Olive Ridley Project Launches Sea Turtle Photo-Identification Campaign
Olive Ridley Project, an NGO working to protect sea turtles and their habitats, is launching a digital campaign called “Become a Citizen Scientist”, to encourage sea-turtle photo-identification submissions in the Maldives.
The campaign will be conducted on ORP’s social media and via training events for stakeholders and the public. An open event titled ‘The Turtle Talk’ will also be held at the Maldives National University this week to educate the public about ORP’s work, sea turtle biology, and the sea turtle identification research project, and how to contribute to it. The special guest speaker for the event is ORP’s Senior Project Scientist Dr. Stephanie Köhnk.

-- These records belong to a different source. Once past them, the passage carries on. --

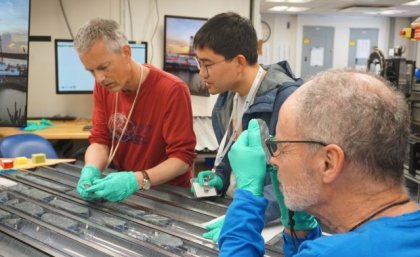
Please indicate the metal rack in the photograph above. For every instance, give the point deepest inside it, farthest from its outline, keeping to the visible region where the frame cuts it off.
(44, 214)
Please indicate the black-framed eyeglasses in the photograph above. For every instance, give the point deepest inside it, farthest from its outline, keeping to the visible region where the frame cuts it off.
(205, 67)
(273, 144)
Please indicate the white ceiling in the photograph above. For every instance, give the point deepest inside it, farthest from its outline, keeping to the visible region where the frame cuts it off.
(359, 7)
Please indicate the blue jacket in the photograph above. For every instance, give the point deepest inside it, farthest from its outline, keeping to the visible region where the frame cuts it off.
(278, 83)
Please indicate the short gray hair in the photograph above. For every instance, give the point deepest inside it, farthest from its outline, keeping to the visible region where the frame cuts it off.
(360, 112)
(98, 28)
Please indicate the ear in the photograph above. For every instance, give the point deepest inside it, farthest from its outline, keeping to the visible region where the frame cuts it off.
(333, 163)
(241, 60)
(126, 50)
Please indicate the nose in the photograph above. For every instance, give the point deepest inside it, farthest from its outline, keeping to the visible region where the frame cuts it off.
(203, 72)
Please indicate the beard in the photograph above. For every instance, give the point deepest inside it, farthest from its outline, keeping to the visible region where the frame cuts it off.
(302, 194)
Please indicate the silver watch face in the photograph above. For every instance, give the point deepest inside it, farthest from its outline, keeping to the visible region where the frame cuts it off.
(146, 184)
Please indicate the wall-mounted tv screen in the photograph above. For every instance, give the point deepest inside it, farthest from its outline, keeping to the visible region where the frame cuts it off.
(179, 54)
(71, 77)
(14, 52)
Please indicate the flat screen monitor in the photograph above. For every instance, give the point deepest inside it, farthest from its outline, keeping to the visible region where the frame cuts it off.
(179, 54)
(71, 76)
(14, 55)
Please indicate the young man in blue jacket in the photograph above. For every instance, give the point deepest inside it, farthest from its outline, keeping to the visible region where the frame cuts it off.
(338, 153)
(226, 50)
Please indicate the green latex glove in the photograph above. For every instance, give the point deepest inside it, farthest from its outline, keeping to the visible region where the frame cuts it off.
(213, 179)
(214, 229)
(248, 161)
(303, 220)
(115, 187)
(87, 176)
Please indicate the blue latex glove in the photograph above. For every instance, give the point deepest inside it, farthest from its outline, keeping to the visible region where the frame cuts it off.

Dr. Stephanie Köhnk explained that “what we hope to achieve from the campaign is to increase the data coverage to new regions to get a complete understanding of the turtle populations in the country. We would like to get more contributions from local islands, especially from excursion guides and photographers that are in the water. We want to learn about new habitats of significance to sea turtles, and how the population changes over time.”
ORP has been collecting sea turtle identification photos in the Maldives since 2013 and the organization’s sea turtle database is the largest in the country, with over 5500 individuals identified across 17 different atolls. The NGO is hoping to expand their database with increased citizen science contributions, and they are calling out to all divers, marine biologists, guides, visitors and locals to contribute and submit their sea turtle photos.
Sea turtles can be identified by their facial scales, with each individual turtle sporting a unique pattern, much like human fingerprints. Photo-ID therefore proves to be a non-invasive method of effectively identifying and recording sea turtles, and these data serve a crucial component in making informed decisions on protecting the species at a policy level.